For a typical partial ratio

r = \frac{c_{p}}{c} = \frac{1}{4}

, PConv’s floating-point operations (FLOPs) are only

\frac{1}{16}

of regular Conv. Additionally, PConv has a smaller memory footprint, i.e.,

h \times w \times 2 c_{p} + k^{2} \times c_{p}^{2} \approx h \times w \times 2 c_{p}

; its memory access is only

\frac{1}{4}

that of regular Conv. Figure 6 demonstrates the transformation of the CBS (Contextual Block and Spatial Attention) structure by replacing the Conv structure with the Pconv structure. Additionally, by replacing the CBS structure in the ELAN (Enhanced Local-Attention Network) structure, a P-ELAN structure is obtained.

3. Experimental Design

3.1. Experimental Setup

All experiments in this study were conducted on the Ubuntu operating system with the following specific configuration:

-: Operating System: Ubuntu 20.04 LTS—we chose Ubuntu 20.04 LTS for its stability and widespread support in the community.
-: Processor: Intel (R) Core (TM) i9-10900X CPU @ 3.70GHz—our hardware configuration includes a high-performance Intel Xeon processor, providing reliable computational capabilities.
-: Memory: 128 GB—additionally, we equipped the system with 128 GB of memory to ensure no memory constraints during large-scale deep learning model training.
-: Graphics Card: NVIDIA GeForce RTX 3090 with 24 GB of VRAM—this graphics card offers excellent computational performance and parallel processing capabilities, significantly improving training efficiency.

Regarding software tools, we utilized PyTorch 1.7 for model construction and training.
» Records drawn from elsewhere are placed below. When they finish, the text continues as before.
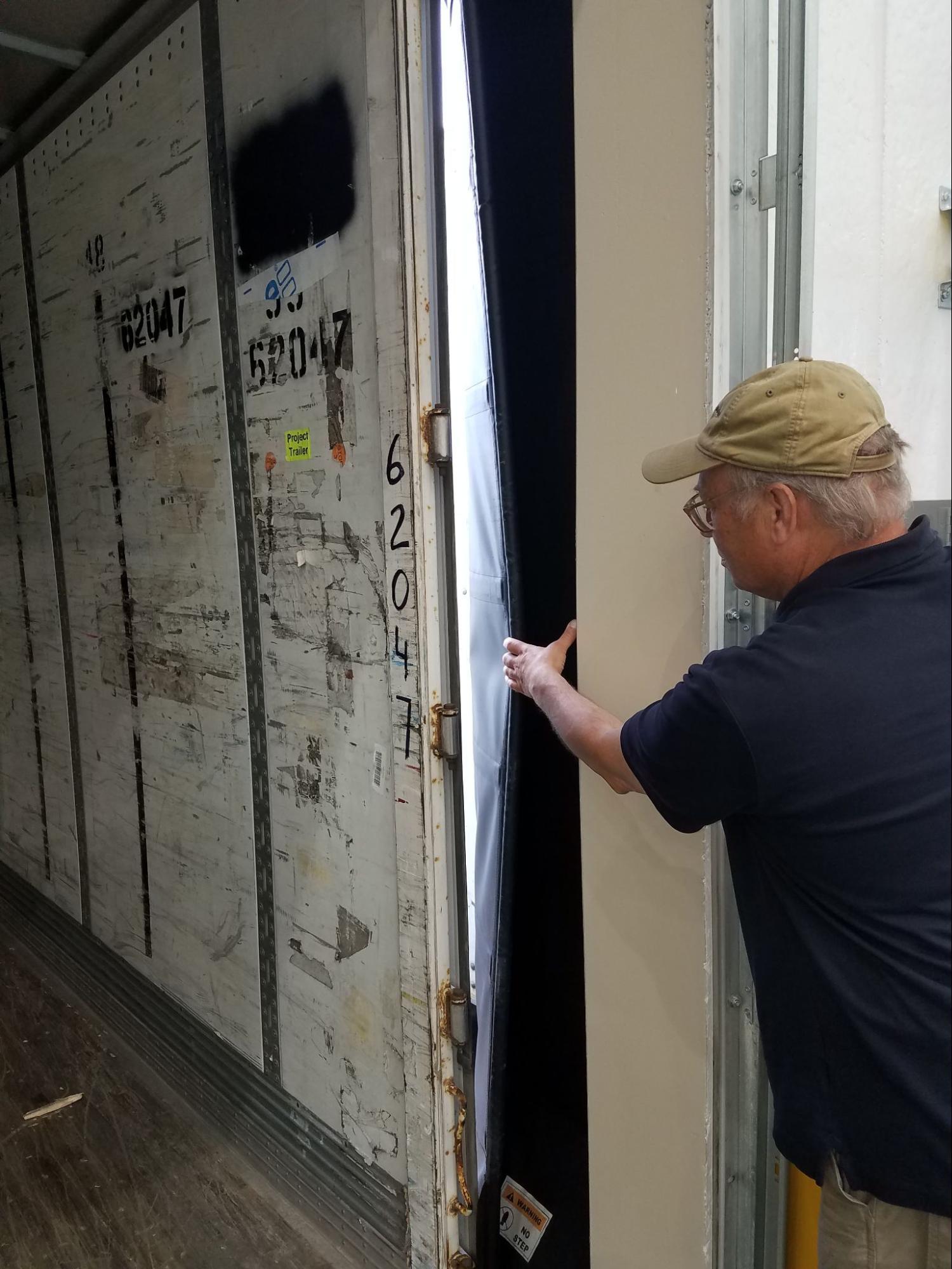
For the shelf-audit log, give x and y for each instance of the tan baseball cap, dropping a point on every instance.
(799, 416)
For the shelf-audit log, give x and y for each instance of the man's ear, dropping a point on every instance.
(784, 512)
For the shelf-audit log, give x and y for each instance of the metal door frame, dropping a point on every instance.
(750, 1173)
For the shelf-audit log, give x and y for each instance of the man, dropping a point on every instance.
(824, 749)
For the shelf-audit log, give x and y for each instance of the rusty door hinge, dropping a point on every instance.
(445, 731)
(454, 1011)
(437, 447)
(461, 1204)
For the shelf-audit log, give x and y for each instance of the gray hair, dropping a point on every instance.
(857, 507)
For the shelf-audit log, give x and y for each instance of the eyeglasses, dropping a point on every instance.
(699, 512)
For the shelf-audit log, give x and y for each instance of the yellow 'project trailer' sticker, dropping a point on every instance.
(522, 1220)
(298, 444)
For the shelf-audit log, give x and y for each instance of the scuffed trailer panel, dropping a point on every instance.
(227, 293)
(37, 810)
(121, 231)
(313, 145)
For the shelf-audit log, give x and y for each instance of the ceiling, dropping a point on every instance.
(27, 77)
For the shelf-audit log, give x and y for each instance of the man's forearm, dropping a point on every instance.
(588, 731)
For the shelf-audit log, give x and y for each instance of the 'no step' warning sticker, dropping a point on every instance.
(522, 1220)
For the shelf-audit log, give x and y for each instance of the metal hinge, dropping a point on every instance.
(945, 287)
(454, 1011)
(767, 183)
(446, 733)
(436, 435)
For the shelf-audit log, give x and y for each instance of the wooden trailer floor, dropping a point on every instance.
(126, 1177)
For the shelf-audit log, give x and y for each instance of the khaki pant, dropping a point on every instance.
(859, 1232)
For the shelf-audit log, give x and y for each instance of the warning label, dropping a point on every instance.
(298, 444)
(522, 1220)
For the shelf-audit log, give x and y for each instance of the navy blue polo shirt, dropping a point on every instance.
(824, 748)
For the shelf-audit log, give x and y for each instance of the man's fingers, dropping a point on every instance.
(569, 635)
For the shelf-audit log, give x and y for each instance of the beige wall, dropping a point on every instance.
(642, 100)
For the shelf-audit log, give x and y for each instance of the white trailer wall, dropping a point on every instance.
(642, 155)
(234, 422)
(37, 810)
(876, 246)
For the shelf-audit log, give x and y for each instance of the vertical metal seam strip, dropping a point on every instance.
(27, 626)
(53, 503)
(128, 607)
(244, 528)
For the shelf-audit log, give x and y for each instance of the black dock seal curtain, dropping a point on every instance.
(520, 56)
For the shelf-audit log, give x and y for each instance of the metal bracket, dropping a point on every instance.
(436, 435)
(767, 183)
(446, 733)
(454, 1009)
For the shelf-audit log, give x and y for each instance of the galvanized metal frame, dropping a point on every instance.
(751, 1176)
(791, 38)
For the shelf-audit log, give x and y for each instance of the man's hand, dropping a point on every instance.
(529, 668)
(590, 733)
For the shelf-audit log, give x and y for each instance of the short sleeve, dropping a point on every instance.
(690, 755)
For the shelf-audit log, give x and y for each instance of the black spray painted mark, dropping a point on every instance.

PyTorch is a popular deep learning framework known for its rich features and user-friendly API, facilitating convenient model construction and training processes. To accelerate computations, we employed CUDA 11.0 for GPU acceleration, fully leveraging the parallel computing capabilities of the RTX 3090 graphics card and significantly reducing model training time.

3.2. Dataset

To authentically evaluate the model’s performance, this study utilized the publicly available Synthetic aperture radar Ship Detection Dataset (RSDD) for training and validation. This dataset encompasses a rich variety of data sources, including diverse imaging modalities and polarization techniques, along with a well-distributed set of ship instances. Beyond the conventional perspective of vessels in open waters, this dataset covers various scenarios, including coastal regions, ports, and islands. Due to the limited availability of publicly accessible data for ship detection with slant-range annotations [23,47,48,49,50], a proprietary dataset was created to further assess the model’s generalization capabilities, focusing on ship classification and detection.
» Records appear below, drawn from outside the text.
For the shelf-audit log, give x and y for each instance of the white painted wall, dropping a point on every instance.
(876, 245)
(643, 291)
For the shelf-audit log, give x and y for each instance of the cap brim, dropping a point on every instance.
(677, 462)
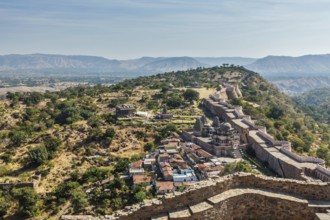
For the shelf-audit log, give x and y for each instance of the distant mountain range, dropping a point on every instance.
(62, 64)
(279, 66)
(290, 74)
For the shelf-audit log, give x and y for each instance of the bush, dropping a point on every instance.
(191, 95)
(27, 200)
(37, 155)
(148, 147)
(140, 196)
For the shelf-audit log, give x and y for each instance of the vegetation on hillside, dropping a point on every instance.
(316, 103)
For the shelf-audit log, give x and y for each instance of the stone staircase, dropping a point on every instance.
(188, 212)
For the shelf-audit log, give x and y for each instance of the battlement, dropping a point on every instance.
(207, 198)
(303, 159)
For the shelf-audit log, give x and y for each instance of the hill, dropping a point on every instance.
(285, 66)
(316, 103)
(72, 144)
(59, 65)
(302, 84)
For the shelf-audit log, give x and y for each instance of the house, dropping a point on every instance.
(164, 114)
(125, 110)
(136, 168)
(163, 157)
(149, 164)
(166, 170)
(187, 175)
(177, 161)
(164, 187)
(142, 180)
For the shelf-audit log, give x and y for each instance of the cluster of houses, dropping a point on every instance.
(277, 154)
(175, 164)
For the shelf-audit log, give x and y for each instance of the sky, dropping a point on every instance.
(125, 29)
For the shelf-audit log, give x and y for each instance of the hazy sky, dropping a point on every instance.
(134, 28)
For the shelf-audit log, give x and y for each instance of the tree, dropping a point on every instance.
(174, 101)
(27, 200)
(140, 196)
(297, 143)
(148, 147)
(52, 144)
(275, 112)
(191, 95)
(17, 138)
(38, 155)
(79, 200)
(122, 165)
(110, 133)
(4, 205)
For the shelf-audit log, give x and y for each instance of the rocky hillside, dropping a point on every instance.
(316, 103)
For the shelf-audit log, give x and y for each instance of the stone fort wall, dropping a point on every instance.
(239, 196)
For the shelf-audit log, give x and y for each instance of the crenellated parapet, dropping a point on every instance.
(233, 196)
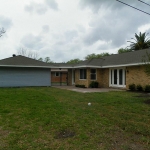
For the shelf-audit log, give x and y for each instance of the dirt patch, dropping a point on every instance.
(119, 140)
(143, 95)
(65, 134)
(147, 101)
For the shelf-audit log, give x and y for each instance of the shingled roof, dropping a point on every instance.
(124, 59)
(22, 61)
(115, 60)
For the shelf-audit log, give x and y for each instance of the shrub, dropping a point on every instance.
(132, 87)
(139, 87)
(93, 84)
(147, 88)
(81, 86)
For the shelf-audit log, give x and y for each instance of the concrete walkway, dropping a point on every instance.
(87, 90)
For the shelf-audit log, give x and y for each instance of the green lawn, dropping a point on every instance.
(49, 118)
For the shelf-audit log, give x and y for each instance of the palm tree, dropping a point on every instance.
(141, 42)
(2, 31)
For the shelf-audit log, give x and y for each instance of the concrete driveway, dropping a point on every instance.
(87, 90)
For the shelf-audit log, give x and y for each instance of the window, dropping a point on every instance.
(82, 73)
(57, 74)
(93, 74)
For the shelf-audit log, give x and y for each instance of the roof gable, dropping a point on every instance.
(22, 61)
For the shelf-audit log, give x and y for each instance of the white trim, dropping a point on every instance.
(86, 74)
(123, 65)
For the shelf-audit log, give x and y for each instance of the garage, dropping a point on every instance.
(18, 77)
(20, 71)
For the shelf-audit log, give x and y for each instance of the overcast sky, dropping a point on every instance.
(69, 29)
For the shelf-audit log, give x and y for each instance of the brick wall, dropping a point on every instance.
(102, 76)
(136, 75)
(58, 78)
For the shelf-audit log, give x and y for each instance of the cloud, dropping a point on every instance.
(52, 4)
(114, 25)
(32, 42)
(41, 8)
(36, 7)
(5, 22)
(96, 5)
(45, 29)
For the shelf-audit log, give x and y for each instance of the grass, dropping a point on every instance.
(48, 118)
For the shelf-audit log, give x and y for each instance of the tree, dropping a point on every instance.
(2, 31)
(124, 50)
(30, 54)
(74, 61)
(48, 60)
(140, 42)
(91, 56)
(146, 60)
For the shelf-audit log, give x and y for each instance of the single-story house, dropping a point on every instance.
(117, 70)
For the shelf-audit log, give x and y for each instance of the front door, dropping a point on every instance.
(117, 77)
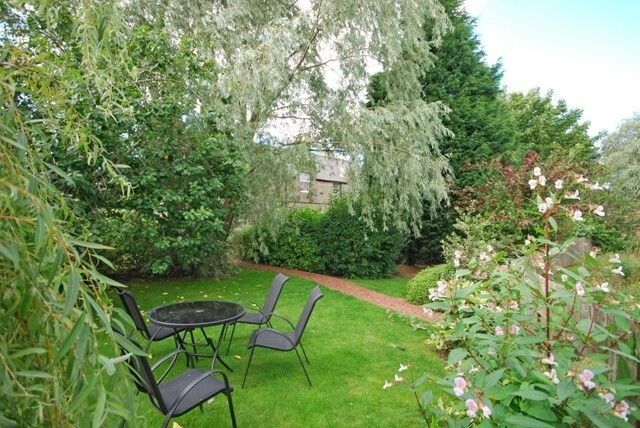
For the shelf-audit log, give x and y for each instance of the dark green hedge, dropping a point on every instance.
(334, 242)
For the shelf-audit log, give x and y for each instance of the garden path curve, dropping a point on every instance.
(347, 287)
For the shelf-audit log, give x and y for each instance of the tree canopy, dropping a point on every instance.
(550, 128)
(621, 154)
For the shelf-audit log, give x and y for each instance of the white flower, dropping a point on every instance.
(551, 374)
(585, 380)
(608, 398)
(599, 211)
(472, 407)
(542, 207)
(621, 410)
(574, 195)
(618, 271)
(460, 386)
(486, 412)
(550, 360)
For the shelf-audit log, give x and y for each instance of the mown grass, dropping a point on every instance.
(353, 347)
(396, 287)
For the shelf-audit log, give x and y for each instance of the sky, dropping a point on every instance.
(586, 51)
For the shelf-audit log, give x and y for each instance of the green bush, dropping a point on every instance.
(334, 242)
(418, 287)
(351, 249)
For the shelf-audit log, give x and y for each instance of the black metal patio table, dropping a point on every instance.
(199, 314)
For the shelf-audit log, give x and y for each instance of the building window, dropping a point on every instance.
(305, 179)
(336, 189)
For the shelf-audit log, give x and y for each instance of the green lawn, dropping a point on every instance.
(353, 347)
(390, 286)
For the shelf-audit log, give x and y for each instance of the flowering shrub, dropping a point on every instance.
(533, 343)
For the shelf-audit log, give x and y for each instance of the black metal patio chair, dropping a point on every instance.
(153, 332)
(275, 339)
(182, 393)
(263, 314)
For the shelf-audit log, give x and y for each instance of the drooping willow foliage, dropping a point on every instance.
(58, 359)
(66, 79)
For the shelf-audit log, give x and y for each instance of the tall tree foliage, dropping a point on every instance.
(55, 316)
(621, 154)
(482, 126)
(306, 65)
(550, 128)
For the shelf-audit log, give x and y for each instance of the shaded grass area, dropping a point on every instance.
(353, 347)
(396, 287)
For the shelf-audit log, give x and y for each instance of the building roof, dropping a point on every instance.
(332, 169)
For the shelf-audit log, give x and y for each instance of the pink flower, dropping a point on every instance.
(621, 410)
(618, 271)
(472, 407)
(461, 386)
(551, 374)
(550, 360)
(585, 380)
(574, 195)
(608, 398)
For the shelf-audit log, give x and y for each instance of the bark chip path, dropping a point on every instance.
(347, 287)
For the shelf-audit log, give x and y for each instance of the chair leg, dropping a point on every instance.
(304, 353)
(193, 344)
(233, 414)
(233, 330)
(303, 368)
(248, 364)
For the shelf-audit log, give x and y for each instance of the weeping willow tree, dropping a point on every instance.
(58, 360)
(304, 66)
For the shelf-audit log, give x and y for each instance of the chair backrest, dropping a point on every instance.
(315, 295)
(274, 293)
(143, 376)
(132, 308)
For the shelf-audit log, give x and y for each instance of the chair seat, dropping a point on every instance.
(272, 339)
(253, 318)
(158, 332)
(200, 393)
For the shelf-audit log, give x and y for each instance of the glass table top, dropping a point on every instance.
(196, 314)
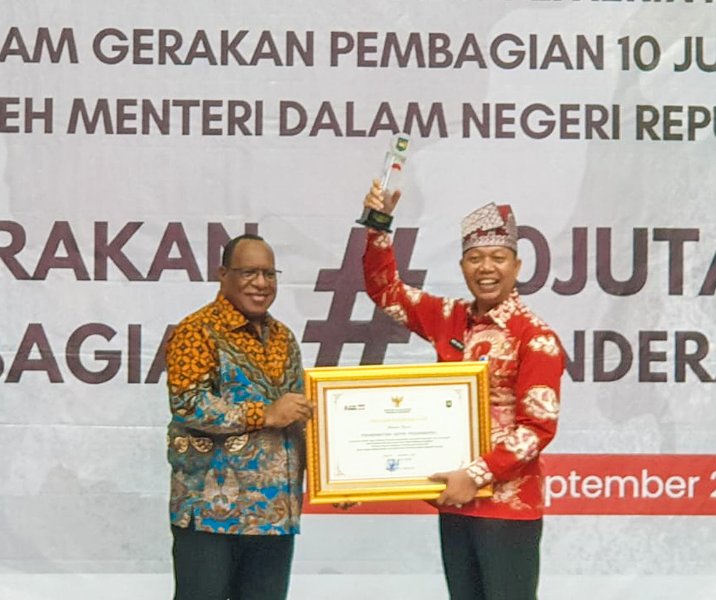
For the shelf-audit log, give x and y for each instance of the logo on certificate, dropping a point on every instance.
(392, 464)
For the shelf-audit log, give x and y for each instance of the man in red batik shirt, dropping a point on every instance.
(490, 546)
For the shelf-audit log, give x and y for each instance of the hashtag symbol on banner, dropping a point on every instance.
(346, 283)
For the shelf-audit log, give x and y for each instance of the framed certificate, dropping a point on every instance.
(378, 432)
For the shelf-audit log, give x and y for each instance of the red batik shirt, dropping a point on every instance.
(526, 362)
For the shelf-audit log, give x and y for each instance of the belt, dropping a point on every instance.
(233, 444)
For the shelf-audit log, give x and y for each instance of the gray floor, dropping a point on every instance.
(354, 587)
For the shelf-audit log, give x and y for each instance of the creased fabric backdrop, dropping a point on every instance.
(135, 138)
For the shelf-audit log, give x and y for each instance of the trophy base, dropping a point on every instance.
(376, 220)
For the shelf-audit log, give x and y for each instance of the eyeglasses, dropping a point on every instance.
(251, 274)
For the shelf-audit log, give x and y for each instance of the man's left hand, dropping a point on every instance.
(460, 489)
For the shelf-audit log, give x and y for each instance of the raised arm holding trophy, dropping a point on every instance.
(490, 545)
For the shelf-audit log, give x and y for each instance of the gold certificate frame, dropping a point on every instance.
(378, 432)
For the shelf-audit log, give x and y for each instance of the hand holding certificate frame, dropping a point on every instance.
(378, 432)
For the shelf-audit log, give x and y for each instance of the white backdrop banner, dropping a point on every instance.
(137, 138)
3.2.1. RSDD—The Rotated Ship Detection Dataset in SAR Images

The RSDD, meticulously curated and publicly disclosed by the research team led by Professor Xu Cong’an at the Naval Aviation University, encompasses a comprehensive compilation of 127 scenes. Among these, 84 scenes are derived from the high-resolution Gaofen-3 satellite, while an additional 41 scenes originate from TerraSAR-X, complemented by 2 uncropped large-scale images. This dataset is characterized by its richness in terms of diverse imaging modalities, polarization modes, and resolutions, featuring a total of 7000 meticulously sliced images. This dataset can be downloaded at https://radars.ac.cn/web/data/getData?dataType=SDD-SAR accessed on 27 February 2024.

A distinctive feature of the RSDD lies in its contemporaneity, reflecting recent ship instances with arbitrary rotation angles, substantial aspect ratios, a notable prevalence of diminutive targets, and a wealth of diverse contextual scenes. The annotation process, a fusion of automated procedures and meticulous manual correction, attests to the dataset’s efficiency in providing accurate and detailed ship instance annotations. This dataset serves as an invaluable resource for advancing the research in SAR ship detection, offering a faithful representation of real-world data complexities.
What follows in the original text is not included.